Ortada film stüdyolarının dava açabilecekleri tek bir mercii var, o da bu minik torrent dosyalarının yayınlandığı siteler. Onlar da aslında söz konusu dosyayı bilfiil paylaşmıyor, sadece yol gösteriyorlar. Böylece suç işlememiş sayılıyorlar. Üstelik bir tanesini kapattırmayı becerdiklerinde ulaşamayacakları bir yerde hemen bir yenisi açılıveriyor.
Bittorrent protokolü 2001 yılında Bram Cohen isminde bir programcı tarafından dünya internetine hediye edilmiş. Neredeyse bütün bittorrent programları onun yazdığı programın bir versiyonu ve hepsi bedava. Fakat belli ki Bram Cohen, iki çocuğu, karısı ve ödemesi gereken mortgage borcu sebebiyle bu işten nasıl para kazanırım diye kara kara düşünmeye başlamış ve kardeşiyle ortak Bittorrent Inc. isminde bir şirket kurmuş. Bu şirketin web sitesinin adresi de doğal olarak http://www.bittorrent.com. İlk icraatları diğer torrent sitelerinin listelerini tarayan bir meta torrent arama motoru.
İş burada biraz ilginçleşiyor. Hatırlatırım; bittorrent hem bir protokolün hem de bir şirketin adı. Söylentiye göre, bir üst düzey film endüstrisi yöneticisi, asistanına “bu gençler bizim filmleri nerden indiriyor?” diye soruyor. Asistanı da “bittorrent var, oradan indiriyorlar” diyor. Beyefendi google’a bittorrent yazıyor ve karşısına doğal olarak birinci sırada bittorrent.com geliyor.
Bu bittorrent meselesini bir kontrol altına almamız lazım diyorlar, ve Bram Cohen’e bir içerik dağıtım anlaşması teklif ediyorlar. Bittorrent.com birden bire MGM, 20th Century Fox ve MTV gibi devlerin içeriğini 2-3$ karşılığında yasal olarak satan dev bir servis haline geliyor.

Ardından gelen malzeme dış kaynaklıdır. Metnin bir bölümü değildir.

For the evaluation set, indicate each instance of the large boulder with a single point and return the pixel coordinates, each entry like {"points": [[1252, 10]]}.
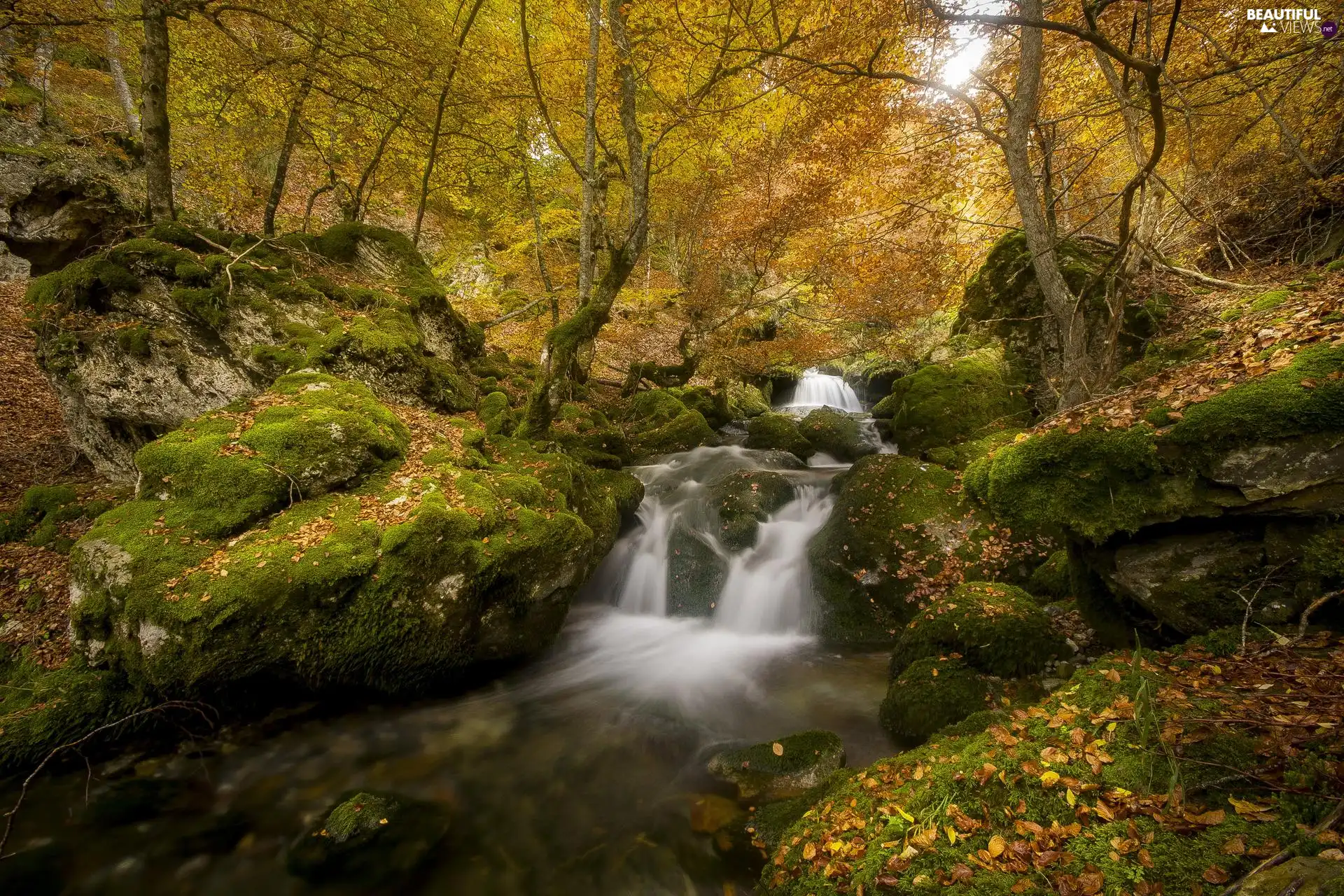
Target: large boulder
{"points": [[780, 433], [57, 198], [961, 399], [1182, 519], [1003, 300], [745, 500], [312, 535], [995, 628], [156, 331], [901, 535], [836, 433]]}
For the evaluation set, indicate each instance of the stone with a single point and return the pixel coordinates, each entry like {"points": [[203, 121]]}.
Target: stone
{"points": [[784, 769]]}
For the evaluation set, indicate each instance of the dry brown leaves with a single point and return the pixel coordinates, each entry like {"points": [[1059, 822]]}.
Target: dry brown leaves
{"points": [[35, 602]]}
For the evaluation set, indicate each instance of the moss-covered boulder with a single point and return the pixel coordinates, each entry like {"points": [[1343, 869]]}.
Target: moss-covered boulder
{"points": [[1003, 301], [696, 574], [962, 399], [783, 769], [899, 535], [155, 331], [778, 431], [929, 694], [745, 500], [369, 840], [835, 433], [332, 559], [996, 628]]}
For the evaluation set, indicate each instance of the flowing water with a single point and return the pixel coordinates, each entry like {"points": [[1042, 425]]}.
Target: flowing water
{"points": [[573, 777]]}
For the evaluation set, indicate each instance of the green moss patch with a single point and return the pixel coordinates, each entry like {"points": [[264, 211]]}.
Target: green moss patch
{"points": [[996, 628]]}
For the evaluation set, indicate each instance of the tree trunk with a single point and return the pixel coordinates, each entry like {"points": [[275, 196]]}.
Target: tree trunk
{"points": [[112, 42], [42, 64], [566, 344], [588, 214], [1059, 301], [286, 149], [438, 120], [153, 111]]}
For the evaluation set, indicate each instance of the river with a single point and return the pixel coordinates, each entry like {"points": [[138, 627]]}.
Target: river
{"points": [[575, 776]]}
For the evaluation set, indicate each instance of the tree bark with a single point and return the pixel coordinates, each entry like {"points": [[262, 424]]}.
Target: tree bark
{"points": [[588, 214], [112, 42], [566, 344], [1060, 304], [286, 149], [438, 120], [153, 111]]}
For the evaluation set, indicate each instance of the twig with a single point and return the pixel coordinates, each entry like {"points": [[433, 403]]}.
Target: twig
{"points": [[1312, 608], [1284, 855], [23, 790]]}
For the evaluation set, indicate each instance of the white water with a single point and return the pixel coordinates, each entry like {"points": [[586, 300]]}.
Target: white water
{"points": [[823, 390]]}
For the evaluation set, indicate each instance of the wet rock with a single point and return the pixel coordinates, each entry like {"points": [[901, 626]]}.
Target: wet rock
{"points": [[369, 840], [778, 431], [835, 433], [1312, 876], [944, 405], [745, 500], [783, 769], [901, 531], [930, 694], [996, 628]]}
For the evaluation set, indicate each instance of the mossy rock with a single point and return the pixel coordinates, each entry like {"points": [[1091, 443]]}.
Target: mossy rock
{"points": [[836, 434], [686, 431], [1098, 481], [778, 431], [745, 500], [396, 582], [1050, 580], [312, 434], [944, 405], [370, 840], [995, 628], [695, 574], [783, 769], [899, 533], [930, 694]]}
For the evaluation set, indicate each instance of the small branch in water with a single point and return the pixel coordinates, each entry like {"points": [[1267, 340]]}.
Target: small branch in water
{"points": [[23, 790]]}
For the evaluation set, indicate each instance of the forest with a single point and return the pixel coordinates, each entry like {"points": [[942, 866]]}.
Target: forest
{"points": [[691, 448]]}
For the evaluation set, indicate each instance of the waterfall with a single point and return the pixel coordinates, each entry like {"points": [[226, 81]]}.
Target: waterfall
{"points": [[818, 390], [766, 589]]}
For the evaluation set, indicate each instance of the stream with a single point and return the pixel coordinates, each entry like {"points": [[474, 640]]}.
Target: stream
{"points": [[574, 776]]}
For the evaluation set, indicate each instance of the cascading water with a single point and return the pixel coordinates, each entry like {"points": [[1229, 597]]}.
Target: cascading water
{"points": [[823, 390]]}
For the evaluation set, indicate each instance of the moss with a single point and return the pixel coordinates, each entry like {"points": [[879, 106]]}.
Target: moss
{"points": [[43, 708], [743, 501], [778, 431], [996, 628], [316, 434], [1269, 301], [836, 434], [686, 431], [1050, 580], [929, 694], [695, 575], [942, 405], [899, 533]]}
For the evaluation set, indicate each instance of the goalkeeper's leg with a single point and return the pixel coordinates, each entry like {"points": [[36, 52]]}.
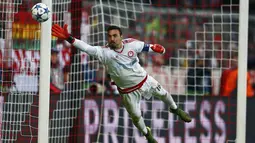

Stüdyo yöneticilerinin içleri rahat, bittorrent dalgasını ucuz altattık diye düşünüyorlar, ama şirket değil de protokol olan bittorrent’in kullanımına karşı herhangi bir önlem almadıklarının farkında değiller. Sonuçta filmlerini indirip duran kitle, aynı işi yüzlerce başka torrent sitesinde yapmaya devam ediyor.
Dediğim gibi bu bir söylenti. Ufak bir yanlış anlaşılmanın bir programcıyı nasıl zengin ettiğinin, dijital içerik satışı devlerinin (iTunes, Amazon, Joost) arasına nasıl yerleştirdiğinin hikayesi. Tabii ki işin içinde bilmediğimiz dinamikler olabilir, ama olayın anlattığım gibi gerçekleşmiş olma ihtimali çok şirin.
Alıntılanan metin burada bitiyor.